Por otro lado, Silvia Todesco, considera que más allá de las ventas, “en lo que es lectura en sí, creo que la situación económica no influyó mucho porque el que es lector busca la manera de leer igual. Si no puede comprarlo, va a la biblioteca. No creo que el precio sea lo que influye en dejar de leer”.

Además, añade, “no es tanto lo que aumentan los libros con respecto a otras cosas. Un libro escolar te dura para todo el año, y sabes que es la educación de tu hijo. Si lo comparamos, por ejemplo, con un kilo de carne, esta te sale lo mismo y se te va en una comida”.

Por otro lado, se ha escuchado, especialmente a partir de la pandemia, que el uso de dispositivos móviles, las pantallas y la aparición de libro electrónico también ha influido en la capacidad lectora de tanto jóvenes como adultos.

Respecto a ello, Diego Ordoñez dice que “es cierto que con el libro electrónico tenes la posibilidad de poseer toda una biblioteca en un dispositivo pequeño”. Pero, más allá de en qué formato leas, “lo que no va a cambiar es el hecho en sí de leer. La experiencia de juntar palabra por palabra, que es donde reside la magia. Poder construir cada oración a medida que vas desplazando tus ojos por las líneas de texto”.

Libreria El Faro de Alejandria

Una parte de la librería El Faro de Alejandría, dedicada a la venta de libros nuevos y usados.

Ulises Castaño tiene una sensación similar, y ve que “se sigue prefiriendo el libro físico por una cuestión de contacto”, es decir, que “la lectura tiene una condición que es la de estar uno replegado sobre sí mismo leyendo, en una especie de mundo paralelo, generando un vínculo con el libro físico”.

En este sentido, Eliana Dijulio y María Marta Detzel están de acuerdo en que “a la persona que es lectora no le gusta el PDF. El que es lector acude al papel, porque quiere el libro en mano, la hoja, marcar”.

Libreria Altamira

Eliana Dijulio, trabajadora en la librería Altamira, que se dedica al sector de literatura.
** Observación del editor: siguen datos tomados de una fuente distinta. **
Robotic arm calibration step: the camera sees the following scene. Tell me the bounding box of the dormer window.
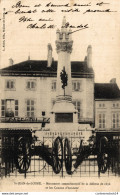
[72,81,81,91]
[5,80,15,90]
[26,80,36,90]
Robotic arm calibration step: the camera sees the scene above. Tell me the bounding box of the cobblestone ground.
[0,155,120,178]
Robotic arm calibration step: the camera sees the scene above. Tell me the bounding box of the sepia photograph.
[0,0,120,193]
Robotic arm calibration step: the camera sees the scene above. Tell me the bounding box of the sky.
[0,0,120,88]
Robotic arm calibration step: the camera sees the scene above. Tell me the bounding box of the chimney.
[9,58,14,66]
[47,43,52,67]
[110,78,116,84]
[87,45,92,68]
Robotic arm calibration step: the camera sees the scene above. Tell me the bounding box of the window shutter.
[1,100,5,117]
[15,100,18,117]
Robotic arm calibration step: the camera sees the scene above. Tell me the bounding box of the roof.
[94,83,120,99]
[0,60,94,76]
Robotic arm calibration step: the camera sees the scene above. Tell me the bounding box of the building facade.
[0,18,120,133]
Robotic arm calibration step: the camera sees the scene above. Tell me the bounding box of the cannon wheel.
[52,137,63,174]
[15,137,31,173]
[64,138,72,175]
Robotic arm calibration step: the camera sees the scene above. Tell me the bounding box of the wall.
[95,100,120,130]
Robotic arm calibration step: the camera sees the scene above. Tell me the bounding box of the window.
[99,113,106,129]
[6,80,15,90]
[26,80,36,90]
[52,99,55,108]
[26,99,35,117]
[113,103,119,108]
[73,100,81,119]
[99,103,105,108]
[1,99,18,117]
[51,81,56,91]
[112,113,120,128]
[72,81,81,91]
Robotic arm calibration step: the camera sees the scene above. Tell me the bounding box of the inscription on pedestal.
[55,113,73,123]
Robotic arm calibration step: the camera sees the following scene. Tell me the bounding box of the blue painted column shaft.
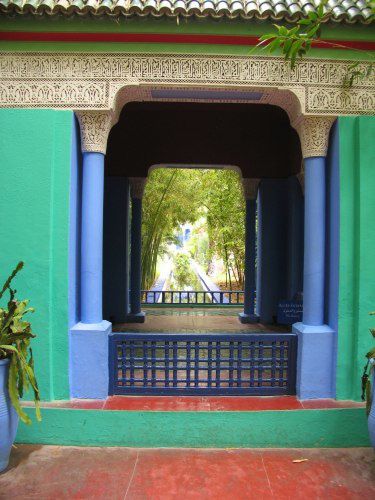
[81,152,104,323]
[286,176,304,300]
[130,197,142,314]
[303,156,326,326]
[244,199,256,315]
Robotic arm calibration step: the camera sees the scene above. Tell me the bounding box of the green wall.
[17,408,369,448]
[337,116,375,399]
[0,109,73,400]
[0,16,375,59]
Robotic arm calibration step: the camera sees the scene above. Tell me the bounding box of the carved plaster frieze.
[242,178,260,200]
[129,177,147,199]
[0,52,375,116]
[76,111,113,154]
[292,116,336,158]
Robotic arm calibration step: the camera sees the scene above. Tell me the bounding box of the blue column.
[239,198,259,323]
[127,179,145,323]
[81,152,104,323]
[293,156,335,399]
[70,147,112,399]
[303,157,326,326]
[103,177,130,323]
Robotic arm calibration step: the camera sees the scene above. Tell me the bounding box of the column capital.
[76,111,113,154]
[242,178,260,200]
[292,115,336,158]
[129,177,147,199]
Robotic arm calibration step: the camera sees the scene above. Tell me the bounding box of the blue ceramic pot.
[0,359,18,472]
[367,370,375,448]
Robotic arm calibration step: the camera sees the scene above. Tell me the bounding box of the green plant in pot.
[0,262,41,472]
[362,312,375,448]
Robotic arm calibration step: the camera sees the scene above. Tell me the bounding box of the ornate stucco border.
[0,52,375,116]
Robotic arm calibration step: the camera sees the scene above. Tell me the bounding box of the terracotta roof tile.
[0,0,374,23]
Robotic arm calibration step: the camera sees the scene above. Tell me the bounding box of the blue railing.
[109,333,297,395]
[141,290,244,306]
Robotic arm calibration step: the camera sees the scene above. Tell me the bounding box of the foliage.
[0,262,41,424]
[258,0,375,87]
[362,312,375,415]
[142,169,206,289]
[202,170,245,289]
[142,169,245,289]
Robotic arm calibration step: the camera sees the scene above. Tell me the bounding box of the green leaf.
[268,38,281,54]
[307,24,320,38]
[8,356,31,425]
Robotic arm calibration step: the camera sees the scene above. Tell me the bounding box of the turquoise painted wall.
[0,109,73,400]
[0,16,375,60]
[337,116,375,399]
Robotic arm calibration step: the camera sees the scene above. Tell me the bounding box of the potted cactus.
[362,312,375,448]
[0,262,41,472]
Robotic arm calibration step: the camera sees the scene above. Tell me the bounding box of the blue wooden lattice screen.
[109,333,297,395]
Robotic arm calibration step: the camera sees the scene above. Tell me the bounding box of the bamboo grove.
[142,168,245,289]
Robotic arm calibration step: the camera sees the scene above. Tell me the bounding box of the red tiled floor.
[104,396,210,411]
[128,450,271,500]
[0,445,375,500]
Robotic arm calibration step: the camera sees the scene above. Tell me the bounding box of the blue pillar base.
[238,313,259,324]
[70,321,112,399]
[293,323,335,399]
[126,311,146,323]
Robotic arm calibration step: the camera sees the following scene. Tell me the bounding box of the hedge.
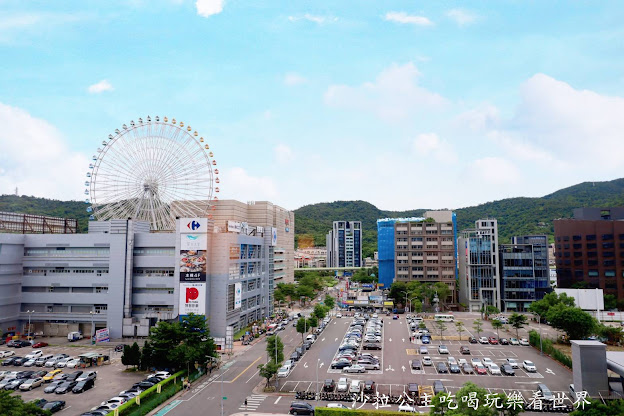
[529,330,572,369]
[117,370,200,416]
[314,407,405,416]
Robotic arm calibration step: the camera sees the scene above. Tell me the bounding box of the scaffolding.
[0,211,78,234]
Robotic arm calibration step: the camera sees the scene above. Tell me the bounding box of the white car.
[343,364,366,373]
[24,350,43,359]
[20,377,43,390]
[488,363,501,376]
[522,360,537,373]
[481,357,494,367]
[336,377,349,392]
[277,366,290,377]
[507,358,518,368]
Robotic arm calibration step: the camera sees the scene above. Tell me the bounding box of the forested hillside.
[0,179,624,257]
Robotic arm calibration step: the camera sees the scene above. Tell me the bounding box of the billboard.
[234,283,243,309]
[179,283,206,315]
[180,218,208,233]
[95,328,110,342]
[180,250,206,282]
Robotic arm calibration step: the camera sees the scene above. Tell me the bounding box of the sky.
[0,0,624,210]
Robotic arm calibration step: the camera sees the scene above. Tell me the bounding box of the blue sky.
[0,0,624,210]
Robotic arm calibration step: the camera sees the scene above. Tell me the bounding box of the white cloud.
[87,79,114,94]
[195,0,225,17]
[325,62,446,122]
[0,103,89,200]
[384,12,433,26]
[220,167,278,201]
[446,9,478,26]
[288,13,338,25]
[284,72,308,87]
[274,144,294,163]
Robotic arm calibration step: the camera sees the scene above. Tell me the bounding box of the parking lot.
[280,313,572,410]
[0,344,145,415]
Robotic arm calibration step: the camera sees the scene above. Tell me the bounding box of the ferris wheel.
[85,116,219,231]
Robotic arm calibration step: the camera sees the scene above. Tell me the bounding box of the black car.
[42,400,65,413]
[65,370,83,381]
[72,378,95,393]
[2,357,21,366]
[323,378,336,392]
[501,364,516,376]
[54,381,78,394]
[362,342,381,350]
[288,402,314,415]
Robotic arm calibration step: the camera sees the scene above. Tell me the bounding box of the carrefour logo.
[186,221,201,231]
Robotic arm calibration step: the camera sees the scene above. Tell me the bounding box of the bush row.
[529,330,572,369]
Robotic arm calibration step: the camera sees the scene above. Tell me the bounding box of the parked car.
[42,400,65,413]
[20,377,43,390]
[522,360,537,373]
[501,364,516,376]
[72,378,95,393]
[288,402,314,415]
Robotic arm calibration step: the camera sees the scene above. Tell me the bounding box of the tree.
[267,335,284,364]
[435,319,446,339]
[455,321,466,341]
[546,304,596,340]
[296,316,310,342]
[492,319,503,339]
[258,360,279,386]
[323,294,336,310]
[507,312,527,338]
[472,319,483,338]
[0,390,50,416]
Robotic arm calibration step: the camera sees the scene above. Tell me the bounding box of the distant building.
[554,207,624,299]
[326,221,362,267]
[457,218,501,312]
[377,211,457,303]
[499,235,551,312]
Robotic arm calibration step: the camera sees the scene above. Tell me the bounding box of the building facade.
[554,207,624,299]
[377,211,457,303]
[499,235,551,312]
[458,218,501,312]
[0,206,290,347]
[326,221,363,267]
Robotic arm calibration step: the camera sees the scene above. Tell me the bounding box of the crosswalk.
[238,394,267,410]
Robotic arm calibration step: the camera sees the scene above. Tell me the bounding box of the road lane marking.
[230,357,262,383]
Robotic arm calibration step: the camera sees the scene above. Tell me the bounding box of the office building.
[326,221,362,267]
[499,235,551,312]
[377,211,457,303]
[554,207,624,299]
[457,218,501,312]
[0,203,290,348]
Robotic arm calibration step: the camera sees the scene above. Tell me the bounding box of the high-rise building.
[377,211,457,303]
[554,207,624,299]
[499,235,551,312]
[326,221,362,267]
[457,218,501,312]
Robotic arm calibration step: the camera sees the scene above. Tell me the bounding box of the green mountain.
[295,179,624,257]
[0,178,624,257]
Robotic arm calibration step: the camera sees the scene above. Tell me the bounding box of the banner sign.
[234,283,243,309]
[95,328,110,342]
[179,283,206,315]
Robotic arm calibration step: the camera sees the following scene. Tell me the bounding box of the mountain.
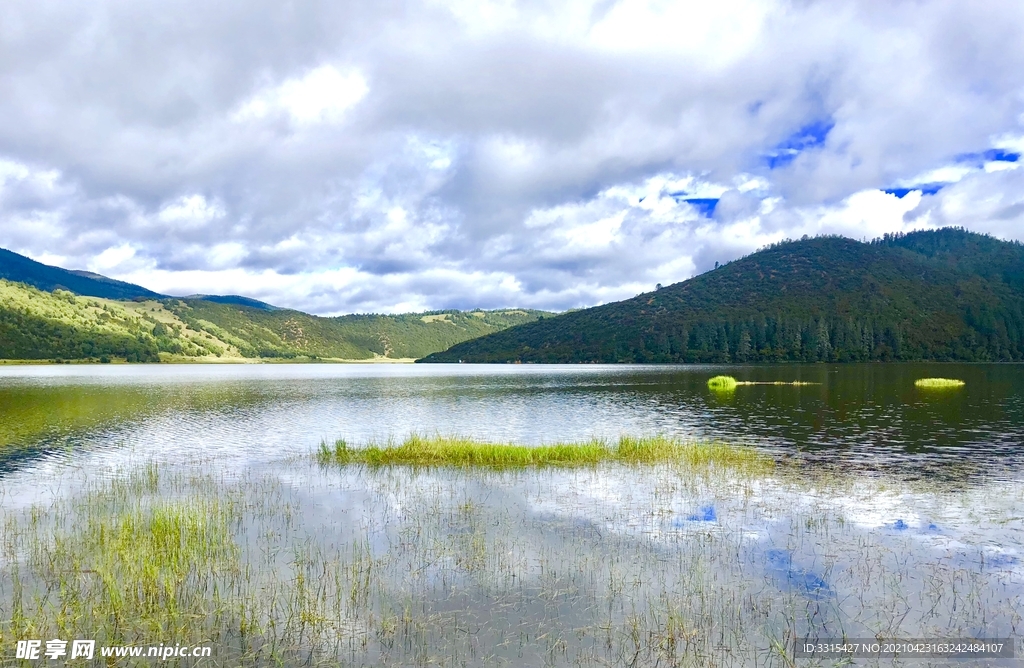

Como conclusión, se podría decir que la elección de leer no depende solamente de la curiosidad de los jóvenes, o de cualquier persona, hacia la lectura. Depende de una multiplicidad de factores que están relacionados con nuestra sociedad y momento histórico: la pandemia, los precios, las temáticas que se abordan, cómo se lee, a través de qué y desde dónde se accede a la lectura. Además, no es preciso medir la cantidad de lectores que existen a través de las ventas en las librerías puesto que los precios, la época del año, las fechas especiales o eventos excepcionales configuran los movimientos en las librerías. 

Libros infantiles

Sección infantil de librería Fidias

Sin embargo, lo que sí es preciso es seguir apostando a fomentar la lectura desde temprana edad, como así también, atender a las políticas públicas que se encarguen de otorgarle a los ciudadanos un mayor acceso a los textos.